The Brain Health Futures Summit led by the truly inspiring Bonnie Shaw last week revealed a further interesting ‘futures’ contradiction that remains, as arguments are made toward a ‘Brain Health Future’ predicated on both a representational model of brains as atomised units of productivity, and non-representational ones in which cultures of care support social and intellectual nourishment.

The Economic Case by Harris Eyre, Head of Neuro-Policy positioned brain health as a $26 trillion opportunity, reframing cognitive wellbeing as “brain capital” for national competitiveness. Social production (volunteering, care, community support) represents hundreds of billions annually in Australia, I think he suggested 14 percent of GDP, and larger than the mining sector but invisible in economic frameworks.

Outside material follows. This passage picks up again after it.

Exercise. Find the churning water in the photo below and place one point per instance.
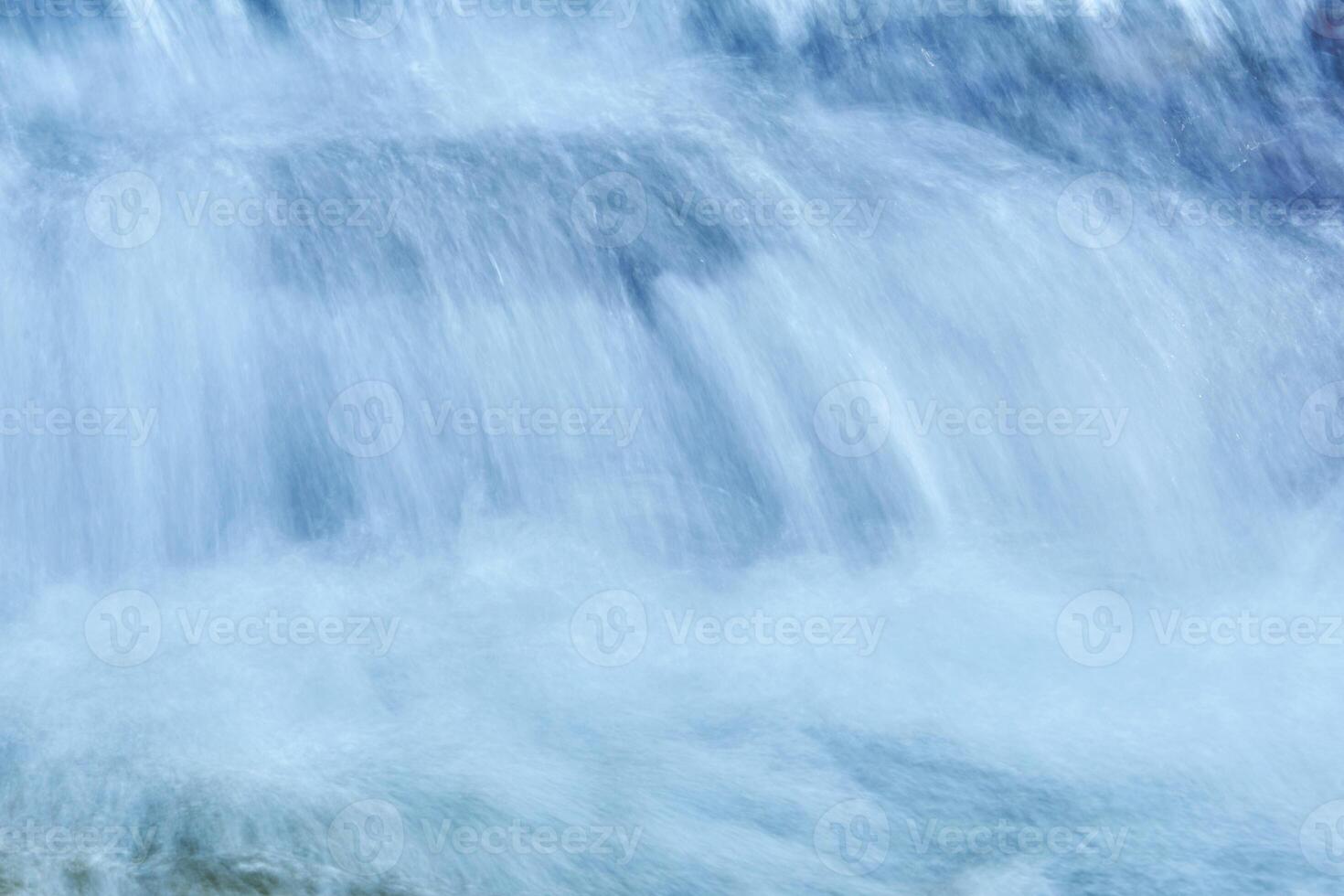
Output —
(705, 446)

The Relational Reality told a different story through A/Professor Jo-An Occhipinti (née Atkinson), followed by a panel with Ika Trijsburg Kier Paterson Paterson, Briony Rogers, and Michael Hogan on climate, Indigenous healing, and community infrastructure emphasising what economic framing excludes: brains are fundamentally shaped by place, culture, relationships, and collective conditions, an unpaid system of social contribution and mutual support that sustains communities.

The Contradiction: To make brain health matter to policymakers, Eyre et al translate it into GDP metrics. But this monetises precisely what resists monetisation. Grandparents caring for children gets counted because it enables parents to work. Volunteering matters because it acts as a stabiliser. Even intergenerational reading programs are justified through preserved brain volumes. Everything must serve productivity.
The Foreclosure: Every time we translate community support into economic equivalents, we foreclose other ways of valuing these activities. If brain health is infrastructure for productivity, interventions get designed to optimise economic output rather than strengthen relational conditions that actually support cognition.
This isn’t to dismiss economic arguments, they’re strategically necessary. But we need to recognise the trap: the same frameworks that might secure investment also risk transforming brain health into another site of extraction, where cognitive wellbeing becomes instrumentalised for competitive advantage rather than cultivated through collective care.
Perhaps the question isn’t how to make brain health count economically, but whether economic representation itself, like the data models and AI frameworks we’ve seen foreclose other futures, is structurally incapable of holding what matters most about cognitive wellbeing: the unmeasured, the relational, the collective conditions that resist translation into productive units.